Under the law, the President consults each party leader separately before naming a Premier-designate. If he does not succeed during the first such series of talks, he may hold a second round but the President has never convened all parties in a Joint meeting. Mr. Ben-Zvi consulted with Justice Minister Pinhas Rosen before issuing the invitation for the meeting tomorrow, apparently to determine whether there were any legal barriers to such a meeting.

Prior to the surprise call to all parties, Mr. Ben-Zvi had been scheduled to begin a second round of talks after Mr. Ben-Gurion told him yesterday that he was unable to form: a new Government, The Mapai party then indicated it planned to introduce a bill in the Knesset, Israel’s Parliament next week to set October or November as the date for new elections.

The October or November date is in line with Mapai strategy to postpone the elections to the maximum in the hope that the passage of time will make the voting public forget the Lavon Affair and bring a rebuilding of the prestige the party lost in the bitter struggle. The Herut and the Progressives submitted bills setting June 6 as the election day. Bills submitted by Mapam and Achdut Avodah called for elections on July 11. The religious bloc compromise was for an August 29 election. Best estimates were for an election day some time between the end of July and the middle of August.

MAPAI SETS UP COMMITTEE TO DECIDE ON LAVON’S ROLE IN ELECTIONS

Meanwhile, the Mapai leadership today discussed the new internal party problem created by Mr. Ben-Gurion’s statement that he would not permit his name to appear on a Mapai election list with that of Pinhas Lavon, the ousted Histadrut leader. The leaders decided to set up a special party committee to clarify Mr. Lavon’s position in the party and the question of his expected candidacy for a Knesset seat. Mr. Ben-Gurion was understood to have given other Mapai leaders a clear-cut promise that he would abide by whatever findings the special committee submitted.

Mapai leaders were understood to be confident that Mr. Lavon would not want to split his party and would, therefore, probably not engage in an open election fight with the Ben Gurion group over his ouster from the Histadrut.

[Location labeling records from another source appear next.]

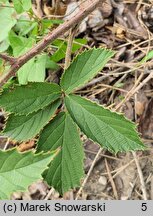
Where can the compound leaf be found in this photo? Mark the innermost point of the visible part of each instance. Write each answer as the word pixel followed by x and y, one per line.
pixel 22 127
pixel 19 170
pixel 66 170
pixel 109 129
pixel 7 21
pixel 84 68
pixel 26 99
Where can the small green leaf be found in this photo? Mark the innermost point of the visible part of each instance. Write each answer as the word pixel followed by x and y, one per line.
pixel 19 170
pixel 7 21
pixel 84 68
pixel 147 57
pixel 62 46
pixel 4 45
pixel 67 168
pixel 109 129
pixel 26 99
pixel 19 44
pixel 22 5
pixel 22 128
pixel 33 70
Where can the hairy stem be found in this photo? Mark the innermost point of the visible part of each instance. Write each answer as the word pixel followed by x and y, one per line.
pixel 40 46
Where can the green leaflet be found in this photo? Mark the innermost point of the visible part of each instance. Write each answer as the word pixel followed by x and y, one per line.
pixel 7 21
pixel 26 99
pixel 22 5
pixel 62 46
pixel 33 70
pixel 84 68
pixel 109 129
pixel 19 44
pixel 66 170
pixel 22 128
pixel 19 170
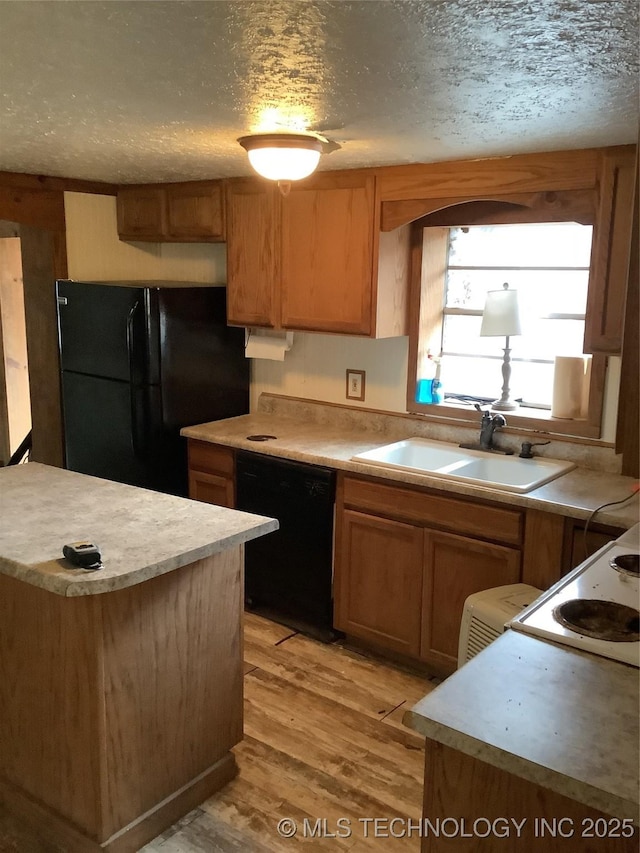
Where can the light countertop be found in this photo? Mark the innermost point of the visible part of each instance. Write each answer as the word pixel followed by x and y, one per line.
pixel 575 494
pixel 140 533
pixel 561 718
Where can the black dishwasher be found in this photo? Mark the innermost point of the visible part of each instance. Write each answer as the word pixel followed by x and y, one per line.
pixel 288 574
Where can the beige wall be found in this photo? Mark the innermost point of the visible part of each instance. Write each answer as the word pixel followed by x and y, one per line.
pixel 315 366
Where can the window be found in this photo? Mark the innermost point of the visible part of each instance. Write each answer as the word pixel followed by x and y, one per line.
pixel 548 265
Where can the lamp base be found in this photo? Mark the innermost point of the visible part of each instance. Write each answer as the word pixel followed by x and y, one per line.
pixel 505 405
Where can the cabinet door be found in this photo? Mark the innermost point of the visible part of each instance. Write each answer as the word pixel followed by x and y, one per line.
pixel 195 212
pixel 141 213
pixel 253 253
pixel 211 473
pixel 211 489
pixel 327 255
pixel 456 567
pixel 378 581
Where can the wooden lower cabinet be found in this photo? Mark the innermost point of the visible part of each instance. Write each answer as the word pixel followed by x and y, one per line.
pixel 211 473
pixel 211 489
pixel 378 593
pixel 454 568
pixel 463 794
pixel 400 584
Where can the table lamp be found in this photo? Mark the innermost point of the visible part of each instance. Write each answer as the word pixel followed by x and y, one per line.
pixel 501 317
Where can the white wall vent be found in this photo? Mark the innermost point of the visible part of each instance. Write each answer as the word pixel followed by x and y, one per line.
pixel 485 614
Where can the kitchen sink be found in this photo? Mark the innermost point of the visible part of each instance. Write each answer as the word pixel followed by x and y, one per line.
pixel 450 462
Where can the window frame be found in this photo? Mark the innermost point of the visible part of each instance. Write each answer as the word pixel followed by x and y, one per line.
pixel 426 298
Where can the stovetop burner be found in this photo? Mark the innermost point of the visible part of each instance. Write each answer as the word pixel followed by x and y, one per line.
pixel 593 608
pixel 603 620
pixel 626 564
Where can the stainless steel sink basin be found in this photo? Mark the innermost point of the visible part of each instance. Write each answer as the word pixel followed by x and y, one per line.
pixel 449 462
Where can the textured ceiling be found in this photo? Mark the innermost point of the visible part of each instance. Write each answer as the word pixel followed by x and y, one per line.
pixel 160 91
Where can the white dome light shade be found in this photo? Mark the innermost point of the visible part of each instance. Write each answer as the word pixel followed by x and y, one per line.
pixel 282 156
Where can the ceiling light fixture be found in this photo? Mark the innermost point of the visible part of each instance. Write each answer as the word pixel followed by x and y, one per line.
pixel 283 157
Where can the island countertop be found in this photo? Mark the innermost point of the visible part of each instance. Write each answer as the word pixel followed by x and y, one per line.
pixel 564 719
pixel 141 533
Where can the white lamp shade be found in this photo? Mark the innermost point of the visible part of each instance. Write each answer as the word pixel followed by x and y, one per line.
pixel 282 157
pixel 501 314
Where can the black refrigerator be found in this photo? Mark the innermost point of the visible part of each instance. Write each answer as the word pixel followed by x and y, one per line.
pixel 139 361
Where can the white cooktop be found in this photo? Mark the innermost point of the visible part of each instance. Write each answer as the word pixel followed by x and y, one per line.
pixel 593 579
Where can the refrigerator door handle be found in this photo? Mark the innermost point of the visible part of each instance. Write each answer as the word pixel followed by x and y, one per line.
pixel 135 438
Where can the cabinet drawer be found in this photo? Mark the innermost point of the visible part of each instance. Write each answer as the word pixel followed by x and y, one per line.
pixel 211 458
pixel 457 515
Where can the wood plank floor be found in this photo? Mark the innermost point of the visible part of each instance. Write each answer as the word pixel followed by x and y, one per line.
pixel 323 741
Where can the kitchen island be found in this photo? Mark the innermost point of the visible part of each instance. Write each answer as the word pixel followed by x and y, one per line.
pixel 121 688
pixel 534 734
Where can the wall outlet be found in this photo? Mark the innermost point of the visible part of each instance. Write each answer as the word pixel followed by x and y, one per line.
pixel 355 384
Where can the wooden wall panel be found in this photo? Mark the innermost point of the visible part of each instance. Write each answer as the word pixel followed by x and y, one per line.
pixel 41 265
pixel 15 409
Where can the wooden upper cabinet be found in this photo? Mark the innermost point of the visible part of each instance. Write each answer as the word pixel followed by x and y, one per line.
pixel 315 260
pixel 327 255
pixel 141 212
pixel 191 212
pixel 610 252
pixel 195 212
pixel 253 256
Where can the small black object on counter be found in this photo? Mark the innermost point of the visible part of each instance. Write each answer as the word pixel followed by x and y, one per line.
pixel 83 555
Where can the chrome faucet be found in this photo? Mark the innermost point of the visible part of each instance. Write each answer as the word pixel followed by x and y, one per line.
pixel 488 425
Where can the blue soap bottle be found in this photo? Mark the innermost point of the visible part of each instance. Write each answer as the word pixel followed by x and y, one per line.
pixel 437 394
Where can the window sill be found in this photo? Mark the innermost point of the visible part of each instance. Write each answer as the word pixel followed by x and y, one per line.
pixel 534 420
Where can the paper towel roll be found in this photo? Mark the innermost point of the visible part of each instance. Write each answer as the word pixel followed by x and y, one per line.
pixel 570 384
pixel 271 346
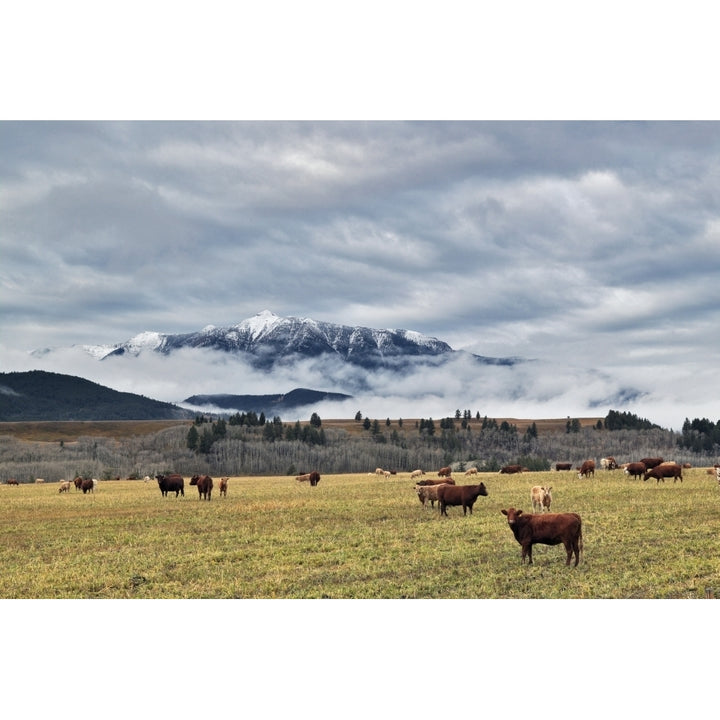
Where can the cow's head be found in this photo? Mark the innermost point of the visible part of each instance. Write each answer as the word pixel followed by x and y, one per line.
pixel 512 515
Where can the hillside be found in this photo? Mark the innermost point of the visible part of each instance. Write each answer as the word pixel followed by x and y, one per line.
pixel 40 395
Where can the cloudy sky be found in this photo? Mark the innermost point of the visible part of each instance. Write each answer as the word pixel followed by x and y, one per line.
pixel 591 246
pixel 588 244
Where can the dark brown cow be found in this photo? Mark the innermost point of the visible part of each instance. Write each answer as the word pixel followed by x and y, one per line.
pixel 444 481
pixel 204 485
pixel 635 469
pixel 660 472
pixel 547 529
pixel 464 495
pixel 511 469
pixel 651 462
pixel 313 478
pixel 171 483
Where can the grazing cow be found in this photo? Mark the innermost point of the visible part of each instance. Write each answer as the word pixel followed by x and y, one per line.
pixel 541 498
pixel 660 472
pixel 429 481
pixel 635 469
pixel 427 492
pixel 651 462
pixel 313 478
pixel 171 483
pixel 550 529
pixel 464 495
pixel 204 485
pixel 511 469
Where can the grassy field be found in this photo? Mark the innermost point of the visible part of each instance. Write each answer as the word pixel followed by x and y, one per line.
pixel 356 536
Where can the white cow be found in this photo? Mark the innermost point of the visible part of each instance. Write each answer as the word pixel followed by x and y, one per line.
pixel 540 498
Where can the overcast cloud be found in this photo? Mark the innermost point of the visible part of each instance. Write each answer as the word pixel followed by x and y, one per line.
pixel 591 247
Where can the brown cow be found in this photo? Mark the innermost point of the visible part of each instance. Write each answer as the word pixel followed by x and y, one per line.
pixel 204 484
pixel 635 469
pixel 511 469
pixel 660 472
pixel 464 495
pixel 313 478
pixel 651 462
pixel 444 481
pixel 549 529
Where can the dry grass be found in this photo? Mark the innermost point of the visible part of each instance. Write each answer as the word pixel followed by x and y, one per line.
pixel 356 536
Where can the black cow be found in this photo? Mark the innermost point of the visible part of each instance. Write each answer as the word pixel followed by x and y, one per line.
pixel 204 485
pixel 171 483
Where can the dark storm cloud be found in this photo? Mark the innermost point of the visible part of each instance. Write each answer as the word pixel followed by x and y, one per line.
pixel 554 240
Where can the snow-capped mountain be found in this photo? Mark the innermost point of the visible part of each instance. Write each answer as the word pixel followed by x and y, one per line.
pixel 266 340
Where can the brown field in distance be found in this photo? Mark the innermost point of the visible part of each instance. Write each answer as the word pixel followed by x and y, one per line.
pixel 71 430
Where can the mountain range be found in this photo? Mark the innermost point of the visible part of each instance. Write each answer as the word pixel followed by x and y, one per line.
pixel 268 340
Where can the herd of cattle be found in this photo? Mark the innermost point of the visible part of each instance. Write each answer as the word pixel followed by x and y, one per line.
pixel 541 526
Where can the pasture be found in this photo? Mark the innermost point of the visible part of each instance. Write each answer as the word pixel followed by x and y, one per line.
pixel 357 536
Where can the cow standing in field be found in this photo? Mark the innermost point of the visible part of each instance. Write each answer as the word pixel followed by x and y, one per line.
pixel 511 469
pixel 541 498
pixel 635 469
pixel 660 472
pixel 204 485
pixel 313 478
pixel 651 462
pixel 464 495
pixel 171 483
pixel 550 529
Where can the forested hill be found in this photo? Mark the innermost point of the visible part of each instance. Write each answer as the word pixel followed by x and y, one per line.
pixel 40 395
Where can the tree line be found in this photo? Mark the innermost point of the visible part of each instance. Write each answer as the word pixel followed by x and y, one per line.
pixel 220 447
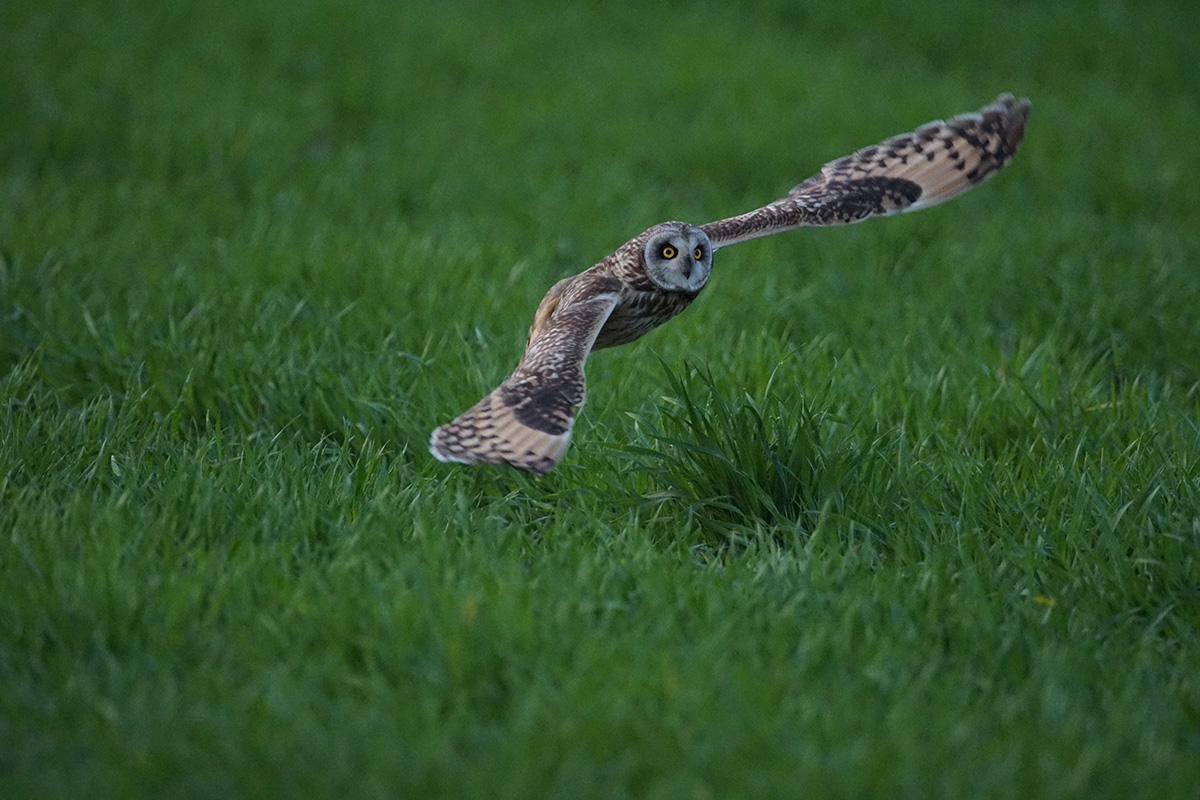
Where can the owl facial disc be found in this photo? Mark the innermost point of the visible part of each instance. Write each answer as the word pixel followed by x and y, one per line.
pixel 678 257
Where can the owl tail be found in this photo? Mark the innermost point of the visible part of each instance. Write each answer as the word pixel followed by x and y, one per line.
pixel 497 432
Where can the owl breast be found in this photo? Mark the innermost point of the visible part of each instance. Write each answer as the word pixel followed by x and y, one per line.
pixel 640 312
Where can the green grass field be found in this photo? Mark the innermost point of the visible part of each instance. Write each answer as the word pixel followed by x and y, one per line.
pixel 906 509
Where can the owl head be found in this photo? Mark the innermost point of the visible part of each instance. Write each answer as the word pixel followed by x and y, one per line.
pixel 678 257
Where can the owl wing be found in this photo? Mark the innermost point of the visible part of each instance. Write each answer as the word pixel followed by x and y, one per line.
pixel 527 420
pixel 909 172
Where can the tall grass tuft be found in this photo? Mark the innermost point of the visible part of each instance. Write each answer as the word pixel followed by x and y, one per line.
pixel 779 462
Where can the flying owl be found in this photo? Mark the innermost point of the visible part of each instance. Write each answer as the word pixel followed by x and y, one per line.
pixel 527 420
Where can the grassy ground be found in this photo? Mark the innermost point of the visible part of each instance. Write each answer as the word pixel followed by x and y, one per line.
pixel 910 509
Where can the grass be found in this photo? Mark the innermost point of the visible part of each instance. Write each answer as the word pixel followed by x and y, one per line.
pixel 905 509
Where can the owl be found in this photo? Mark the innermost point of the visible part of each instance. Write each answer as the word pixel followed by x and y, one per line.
pixel 527 420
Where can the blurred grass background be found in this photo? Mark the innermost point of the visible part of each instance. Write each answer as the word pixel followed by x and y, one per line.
pixel 911 506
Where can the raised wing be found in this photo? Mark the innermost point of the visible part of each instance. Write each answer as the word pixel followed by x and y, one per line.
pixel 527 420
pixel 909 172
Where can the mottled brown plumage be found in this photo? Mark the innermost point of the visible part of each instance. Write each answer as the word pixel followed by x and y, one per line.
pixel 527 420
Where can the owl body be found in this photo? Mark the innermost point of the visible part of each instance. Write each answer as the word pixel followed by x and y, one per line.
pixel 527 420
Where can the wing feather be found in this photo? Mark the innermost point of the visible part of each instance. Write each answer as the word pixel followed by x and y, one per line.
pixel 909 172
pixel 527 420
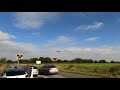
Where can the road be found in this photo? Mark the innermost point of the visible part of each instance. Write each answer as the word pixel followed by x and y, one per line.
pixel 66 75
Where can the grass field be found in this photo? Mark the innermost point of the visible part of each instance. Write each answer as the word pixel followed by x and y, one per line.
pixel 104 70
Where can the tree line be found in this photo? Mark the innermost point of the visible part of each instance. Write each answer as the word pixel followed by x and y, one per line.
pixel 49 60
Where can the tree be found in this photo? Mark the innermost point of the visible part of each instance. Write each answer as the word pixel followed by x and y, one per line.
pixel 112 62
pixel 10 61
pixel 102 61
pixel 95 61
pixel 33 60
pixel 3 60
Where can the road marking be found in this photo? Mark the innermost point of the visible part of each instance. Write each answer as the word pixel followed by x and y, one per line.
pixel 50 76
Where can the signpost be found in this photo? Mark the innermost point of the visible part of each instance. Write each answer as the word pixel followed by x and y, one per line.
pixel 19 56
pixel 54 59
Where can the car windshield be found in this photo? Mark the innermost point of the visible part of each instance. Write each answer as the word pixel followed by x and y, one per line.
pixel 14 73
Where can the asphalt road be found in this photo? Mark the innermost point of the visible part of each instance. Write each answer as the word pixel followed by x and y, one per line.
pixel 66 75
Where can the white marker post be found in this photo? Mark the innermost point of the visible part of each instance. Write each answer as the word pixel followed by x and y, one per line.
pixel 19 56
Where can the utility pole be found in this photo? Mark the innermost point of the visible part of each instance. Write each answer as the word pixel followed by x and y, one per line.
pixel 19 56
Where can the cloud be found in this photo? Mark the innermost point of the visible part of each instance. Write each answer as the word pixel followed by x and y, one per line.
pixel 5 36
pixel 9 49
pixel 34 20
pixel 92 39
pixel 59 40
pixel 94 26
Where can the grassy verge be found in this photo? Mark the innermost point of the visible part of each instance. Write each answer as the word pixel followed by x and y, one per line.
pixel 103 70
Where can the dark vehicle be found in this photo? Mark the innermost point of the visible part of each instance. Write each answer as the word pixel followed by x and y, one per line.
pixel 48 69
pixel 34 70
pixel 15 73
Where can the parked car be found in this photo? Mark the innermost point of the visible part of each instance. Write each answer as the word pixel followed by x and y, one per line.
pixel 34 70
pixel 15 73
pixel 48 69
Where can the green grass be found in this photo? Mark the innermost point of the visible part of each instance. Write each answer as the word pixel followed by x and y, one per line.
pixel 106 70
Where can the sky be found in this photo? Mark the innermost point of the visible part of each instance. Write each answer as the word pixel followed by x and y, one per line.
pixel 87 35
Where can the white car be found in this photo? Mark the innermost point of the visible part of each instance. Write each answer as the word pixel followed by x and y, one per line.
pixel 15 73
pixel 48 69
pixel 34 70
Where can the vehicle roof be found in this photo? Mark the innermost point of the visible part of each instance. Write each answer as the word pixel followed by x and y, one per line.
pixel 14 69
pixel 49 65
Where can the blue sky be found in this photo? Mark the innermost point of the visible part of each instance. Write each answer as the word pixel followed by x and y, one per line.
pixel 87 35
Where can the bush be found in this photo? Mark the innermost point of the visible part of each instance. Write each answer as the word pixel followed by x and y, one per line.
pixel 114 69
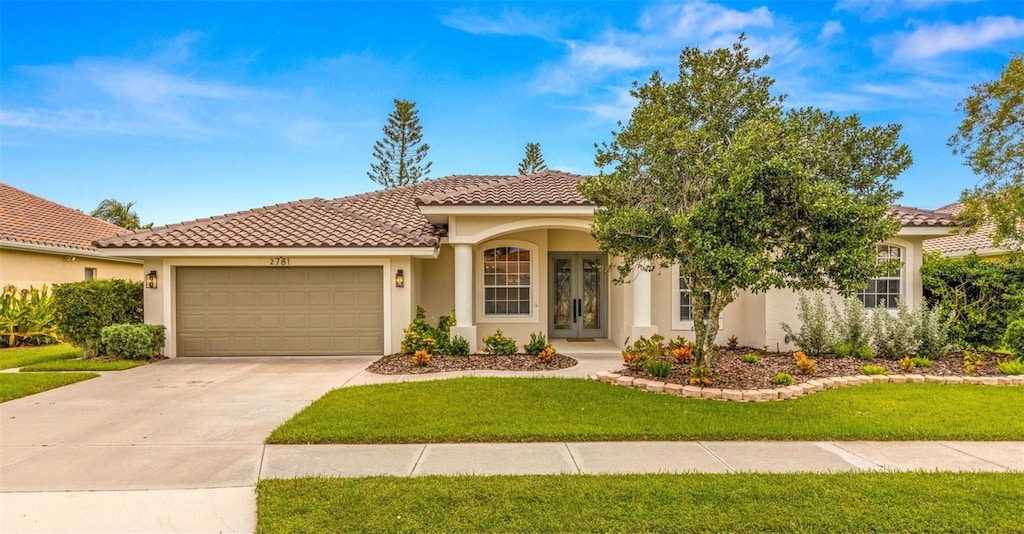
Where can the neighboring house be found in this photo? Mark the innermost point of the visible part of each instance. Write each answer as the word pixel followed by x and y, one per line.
pixel 955 245
pixel 44 243
pixel 345 276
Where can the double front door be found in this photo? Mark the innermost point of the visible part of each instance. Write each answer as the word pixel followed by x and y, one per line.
pixel 578 294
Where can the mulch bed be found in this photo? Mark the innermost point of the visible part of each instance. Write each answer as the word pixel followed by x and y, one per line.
pixel 732 373
pixel 402 364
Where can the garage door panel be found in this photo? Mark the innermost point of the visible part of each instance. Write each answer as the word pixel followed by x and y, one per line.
pixel 269 311
pixel 293 298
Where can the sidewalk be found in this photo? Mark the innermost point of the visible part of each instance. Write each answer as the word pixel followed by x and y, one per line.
pixel 283 461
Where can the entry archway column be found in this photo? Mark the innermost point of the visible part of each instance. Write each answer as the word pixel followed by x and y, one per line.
pixel 641 303
pixel 464 294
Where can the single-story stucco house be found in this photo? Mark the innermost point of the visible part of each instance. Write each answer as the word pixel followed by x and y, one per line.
pixel 44 243
pixel 345 276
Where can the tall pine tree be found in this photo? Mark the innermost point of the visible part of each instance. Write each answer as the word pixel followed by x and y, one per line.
pixel 400 153
pixel 532 161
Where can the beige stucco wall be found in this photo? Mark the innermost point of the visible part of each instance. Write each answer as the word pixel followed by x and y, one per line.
pixel 24 269
pixel 159 303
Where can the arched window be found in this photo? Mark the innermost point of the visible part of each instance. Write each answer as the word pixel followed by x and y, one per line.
pixel 885 291
pixel 507 282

A proposal that all parties of the outgoing coalition, with the exception of Mapai, should serve as an interim government until the elections will be submitted by the Herut party to President Ben-Zvi. Although such an interim coalition would lack 24 Knesset seats short of a majority, the party was represented as believing some of the opposition parties would join such a temporary government.

Menachem Beigin, the Herut leader, told the press today that his party would insist on the earliest possible elections and would exert maximum efforts to defeat the Mapai-sponsored election bill with its anticipated October or November election date.

Mr. Beigin said that when Mr. Ben-Gurion declined to accept Mr. Ben-Zvi’s mandate, the President was obliged, according to tradition, to call on the next largest party–Herut. To facilitate the immediate establishment of an “effective caretaker government, ” the Herut party will press for an extension of the present caretaker coalition without Mapai and will seek to bring together other opposition parties to give such a Mapai-less coalition a vote of confidence, he added.